Entre a estupefacção e a indignação, o país assistiu a uma vozearia inaudita após a demissão de Henrique Gomes, secretário de Estado da Energia, por causa da suposta cedência do governo em relação às rendas milionárias atribuídas à EDP, ou seja, os responsáveis pela descomunal subsidiação da eléctrica, firmada através de contratos blindados, são os mesmos que agora têm o desplante de criticar o governo por não cortar depressa e a eito na empresa presidida por António Mexia.
O foguetório verbal atingiu mesmo limites revoltantes após ter sido divulgada uma auditoria à Parque Escolar, responsável pela requalificação das escolas e pela gestão de um projecto da ordem dos 2,4 mil milhões de euros. Enquanto se descobriu que o custo unitário estimado por escola passou de 2,82 milhões de euros, em 2007, para 15,45 milhões de euros, em 2011, uma derrapagem superior a 400%, as mesmas vozes socialistas desataram a vociferar, precipitadamente, por causa de quatro milhões de euros que entraram nos cofres da Lusoponte.

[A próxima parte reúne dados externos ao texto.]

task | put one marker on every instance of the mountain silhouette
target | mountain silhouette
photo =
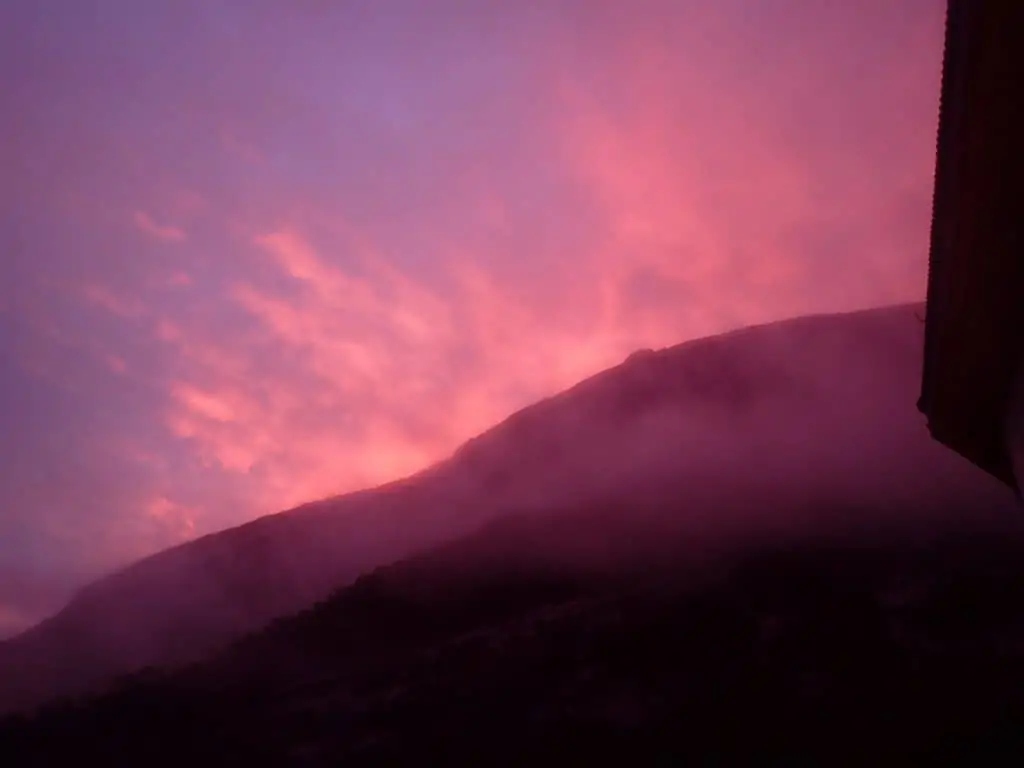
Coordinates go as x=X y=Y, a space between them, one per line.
x=797 y=427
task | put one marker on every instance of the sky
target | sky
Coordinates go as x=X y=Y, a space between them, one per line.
x=259 y=252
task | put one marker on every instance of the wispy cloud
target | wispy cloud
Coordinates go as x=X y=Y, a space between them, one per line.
x=165 y=232
x=359 y=249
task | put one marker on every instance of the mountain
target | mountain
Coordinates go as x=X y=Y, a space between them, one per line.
x=520 y=643
x=807 y=423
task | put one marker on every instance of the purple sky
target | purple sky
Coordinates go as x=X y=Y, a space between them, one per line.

Como se não bastasse, os mesmos socialistas, cada vez mais convulsivos, insurgiram-se contra a Associação Sindical dos Juízes Portugueses depois de ter sido divulgado que a instituição liderada pelo magistrado António Martins apresentou uma participação ao Ministério Público por causa do regabofe das despesas dos gabinetes governamentais.

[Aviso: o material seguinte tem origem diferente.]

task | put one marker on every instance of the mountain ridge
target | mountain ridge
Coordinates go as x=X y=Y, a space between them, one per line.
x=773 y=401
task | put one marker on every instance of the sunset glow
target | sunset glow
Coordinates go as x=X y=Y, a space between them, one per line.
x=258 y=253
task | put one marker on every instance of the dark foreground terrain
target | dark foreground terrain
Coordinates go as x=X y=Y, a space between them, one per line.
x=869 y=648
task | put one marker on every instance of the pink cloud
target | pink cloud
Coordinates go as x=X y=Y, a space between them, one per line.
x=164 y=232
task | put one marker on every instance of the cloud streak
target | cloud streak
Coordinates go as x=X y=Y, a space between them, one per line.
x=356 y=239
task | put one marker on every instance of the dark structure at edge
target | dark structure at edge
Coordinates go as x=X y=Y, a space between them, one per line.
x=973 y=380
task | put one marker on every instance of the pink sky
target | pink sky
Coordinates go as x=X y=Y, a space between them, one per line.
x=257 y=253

Estes três exemplos são suficientemente paradigmáticos, pelo que nem é necessário falar do tiro falhado em torno de quem manda mais no que sobra dos fundos comunitários do QREN ou do prefácio do livro “Roteiros VI”, de Cavaco Silva, que, aliás, dissipou qualquer dúvida em relação à governação anterior.

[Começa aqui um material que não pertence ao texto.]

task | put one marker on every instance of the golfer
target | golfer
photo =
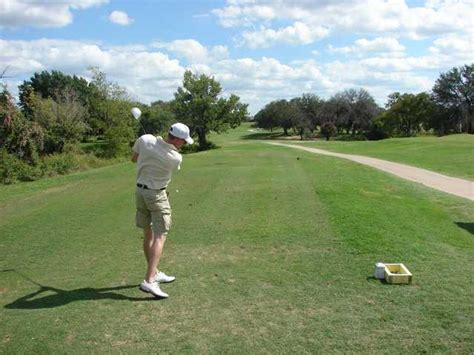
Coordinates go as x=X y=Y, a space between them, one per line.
x=156 y=159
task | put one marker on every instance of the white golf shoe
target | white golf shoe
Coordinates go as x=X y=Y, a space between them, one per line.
x=153 y=288
x=162 y=277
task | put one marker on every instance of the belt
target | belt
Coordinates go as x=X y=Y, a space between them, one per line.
x=145 y=187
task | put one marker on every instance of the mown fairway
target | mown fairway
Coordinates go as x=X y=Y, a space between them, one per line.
x=450 y=155
x=271 y=253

Se é verdade que o escrutínio deve estar concentrado em quem exerce o poder, a situação do país exige a desmontagem deste súbito frémito, alimentado por uma espécie de oposição pirómana que pode colocar em perigo o cumprimento do memorando da troika.
A verdade nua e crua é evidente: este PS, liderado por um secretário-geral cada vez menos seguro, está disposto a tudo para salvar a pele de José Sócrates, politicamente exilado em Paris, mas suficientemente atento para perceber que está a chegar a hora da verdade, após uma governação repleta de casos políticos e pessoais que estão muito longe de estar esclarecidos.
Eis a verdadeira razão que está por trás desta súbita turbulência provocada por quem continua a mandar no Largo do Rato e está aterrado com as ondas de choque dos casos judiciais que envolvem o nome do ex-primeiro-ministro, sobretudo depois da última decisão do Tribunal Constitucional que acautelou o destino das escutas das conversas entre José Sócrates e Armando Vara.
Depois de sucessivas tentativas falhadas de vitimização do ex-primeiro-ministro, os órfãos políticos de Sócrates parecem estar dispostos a tudo para tentar inverter a situação, a partir do controlo da bancada parlamentar socialista e de uma presença desmesurada em alguns órgãos de comunicação social.
A governação tem de ser escrutinada por uma oposição livre de amarras e com humildade para aceitar os erros do passado, sejam eles da responsabilidade de quem for. E não pode, em nenhum caso, fazer depender a sua acção política da evolução deste ou daquele caso judicial.
O futuro do país ou de qualquer instituição, pública ou privada, não pode depender de lealdades caninas. A política do vale tudo tem de acabar.